How often have we heard from supposedly intelligent people here in the U.S. that “hate speech is not free speech”?

Of course, such is not the case given our First Amendment.

But in other parts of the world — especially (and regrettably) the West — hate speech isn’t permissible. Take this recent report from the UK which asks “Are racial hate speech laws being ‘weaponised’ against ethnic minorities?”

(The story could also be framed as “Ethnic minorities in a representative democracy must abide by the same laws as the majority,” but that wouldn’t check the “correct” boxes.)

Even the head of Britain’s National Black Police Association, Andy George, worries about this “weaponization” — that laws meant “to protect minorities are in danger of being disproportionately used to prosecute them.”

The report highlights a pair (minority) Brits who have been investigated for hate speech, including an executive who tweeted out a .gif of Daffy Duck tap dancing in response to a tweet about a politician “tap dancing for massa.”

The exec conceded he could “see where [the image] might be offensive,” but added for him it was “hard to grasp” as it was a “political critique” of the politician’s views.

Teacher Mariaa Hussein is also under investigation and was canned from her teaching job after holding a placard showing the UK prime minister and former home secretary underneath a coconut tree. Both politicians are of Indian descent; the coconut represents how the two are “brown on the outside” but hold “white supremacist values on the inside.”

She said while some of her language “may be pejorative, that doesn’t make it racist” — unlike some of the things the prime minister and home secretary have said. She insisted hers was a political statement.

The NBPA’s George said the coconut should not be “seen in the same way” as the n-word or other “highly offensive” racial terms. Nevertheless, his organization believes hate speech laws are “becoming too politicized to police.”

MORE: Michigan ‘hate speech’ bill could criminalize conservative opinion

If these were being investigated in the U.S., unless the judge was a far-left radical they’d be laughed right out of court.

Progressives on U.S. campuses today feel as this Brit exec and Ms. Hussein — that their racist speech isn’t racist, but that of their political and cultural opponents is.

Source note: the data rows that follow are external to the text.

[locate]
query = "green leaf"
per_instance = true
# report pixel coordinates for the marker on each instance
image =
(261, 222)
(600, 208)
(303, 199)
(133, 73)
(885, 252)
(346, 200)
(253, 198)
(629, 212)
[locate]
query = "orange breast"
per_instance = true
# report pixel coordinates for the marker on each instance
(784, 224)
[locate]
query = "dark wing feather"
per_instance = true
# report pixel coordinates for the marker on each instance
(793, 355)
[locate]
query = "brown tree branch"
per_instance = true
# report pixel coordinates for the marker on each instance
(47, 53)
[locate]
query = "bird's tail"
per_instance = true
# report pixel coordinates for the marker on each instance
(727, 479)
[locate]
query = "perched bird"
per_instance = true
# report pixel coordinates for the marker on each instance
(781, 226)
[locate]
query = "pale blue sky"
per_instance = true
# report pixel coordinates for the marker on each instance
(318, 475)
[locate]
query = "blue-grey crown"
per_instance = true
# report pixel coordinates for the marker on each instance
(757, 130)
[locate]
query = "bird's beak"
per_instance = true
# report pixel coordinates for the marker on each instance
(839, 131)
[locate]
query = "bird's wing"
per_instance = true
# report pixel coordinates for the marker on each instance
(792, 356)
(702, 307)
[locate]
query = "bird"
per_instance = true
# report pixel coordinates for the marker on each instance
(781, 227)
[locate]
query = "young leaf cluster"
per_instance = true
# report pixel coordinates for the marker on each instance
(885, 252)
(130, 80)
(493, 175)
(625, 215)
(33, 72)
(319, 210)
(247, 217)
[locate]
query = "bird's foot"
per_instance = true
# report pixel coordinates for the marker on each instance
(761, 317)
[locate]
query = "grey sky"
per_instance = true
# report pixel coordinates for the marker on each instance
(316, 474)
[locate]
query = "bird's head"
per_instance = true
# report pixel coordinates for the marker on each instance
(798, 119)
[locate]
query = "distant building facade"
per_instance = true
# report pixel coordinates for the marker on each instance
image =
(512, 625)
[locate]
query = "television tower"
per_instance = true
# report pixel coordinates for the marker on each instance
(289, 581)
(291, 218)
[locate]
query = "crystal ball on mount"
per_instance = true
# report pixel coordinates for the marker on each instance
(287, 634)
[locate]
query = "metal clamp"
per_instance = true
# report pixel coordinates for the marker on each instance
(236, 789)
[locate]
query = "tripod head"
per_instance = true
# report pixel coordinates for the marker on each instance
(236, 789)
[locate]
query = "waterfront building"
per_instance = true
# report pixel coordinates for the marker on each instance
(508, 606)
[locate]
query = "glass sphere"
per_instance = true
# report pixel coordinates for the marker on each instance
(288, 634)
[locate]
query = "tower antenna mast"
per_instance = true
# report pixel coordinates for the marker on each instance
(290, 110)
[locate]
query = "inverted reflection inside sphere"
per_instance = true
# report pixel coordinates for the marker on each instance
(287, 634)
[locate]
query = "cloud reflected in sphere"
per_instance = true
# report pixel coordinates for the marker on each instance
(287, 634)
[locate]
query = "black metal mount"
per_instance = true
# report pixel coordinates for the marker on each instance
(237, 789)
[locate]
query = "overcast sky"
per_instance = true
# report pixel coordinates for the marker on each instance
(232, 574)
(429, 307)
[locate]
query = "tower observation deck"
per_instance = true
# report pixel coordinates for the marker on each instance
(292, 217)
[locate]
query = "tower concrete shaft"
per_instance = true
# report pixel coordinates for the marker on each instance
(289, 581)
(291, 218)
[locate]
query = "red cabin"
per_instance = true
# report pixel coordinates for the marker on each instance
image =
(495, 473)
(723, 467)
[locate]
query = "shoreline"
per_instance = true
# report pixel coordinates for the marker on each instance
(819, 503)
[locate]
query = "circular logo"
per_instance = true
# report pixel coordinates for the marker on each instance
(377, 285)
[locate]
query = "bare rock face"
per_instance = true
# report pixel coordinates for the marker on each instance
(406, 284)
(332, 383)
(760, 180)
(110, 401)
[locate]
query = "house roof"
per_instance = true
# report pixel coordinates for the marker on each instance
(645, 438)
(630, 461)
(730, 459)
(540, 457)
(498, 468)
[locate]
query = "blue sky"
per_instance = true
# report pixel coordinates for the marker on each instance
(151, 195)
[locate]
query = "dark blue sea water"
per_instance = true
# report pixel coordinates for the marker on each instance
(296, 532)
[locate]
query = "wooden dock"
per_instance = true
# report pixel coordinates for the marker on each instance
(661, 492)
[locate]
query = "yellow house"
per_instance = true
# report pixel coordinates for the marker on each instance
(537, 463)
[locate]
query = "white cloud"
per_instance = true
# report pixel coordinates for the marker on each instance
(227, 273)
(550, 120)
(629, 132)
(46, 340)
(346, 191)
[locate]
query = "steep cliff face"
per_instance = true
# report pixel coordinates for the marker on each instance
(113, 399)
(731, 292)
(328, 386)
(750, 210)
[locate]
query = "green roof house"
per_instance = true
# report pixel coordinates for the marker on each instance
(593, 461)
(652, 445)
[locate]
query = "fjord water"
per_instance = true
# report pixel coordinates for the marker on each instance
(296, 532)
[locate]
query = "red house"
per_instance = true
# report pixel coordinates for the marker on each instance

Nothing has brought this double standard to the fore more than the Israel-Hamas war. The same people who want virtually anything that offends them banned and/or canceled have had little-to-no compunction about using the most vile anti-Jewish/antisemitic remarks during pro-Hamas protests.

Seriously, how often have we read about thin-skinned liberals wanting someone investigated/sanctioned/fired for some innocuous word or statement? Just take a gander at The College Fix’s Cancel Culture Database for starters.

Heck, the Harvard Crimson editorial board late last year put out an editorial ripping women’s rights advocate Riley Gaines as “transphobic,” but did note it respects the First Amendment. Then it added that Gaines’ views “do not amount to a get-out-of-jail-free card for hateful rhetoric.” What?

Nothing at that time was uttered by the board on the copious hateful rhetoric from the anti-Israel protesters.

A recent University of Washington student op-ed asked “Is vandalism really all that bad?” because — you guessed it — the cause du jour is a good/correct/just one: the so-called freedom for “Palestine.”

The hypocrisy has become so ridiculous that even the progressive Vox.com had an article up Wednesday sub-headlined “Protecting radical dissent requires tolerating right-wing speech.”

At Columbia, there is another disciplinary code in addition to the student code of conduct, established but two years ago and administered by its Columbia Center for Student Success and Intervention (CSSI). It seeks to “shield students from discrimination and promote the values of ‘Justice, Equity, Diversity & Inclusion.'”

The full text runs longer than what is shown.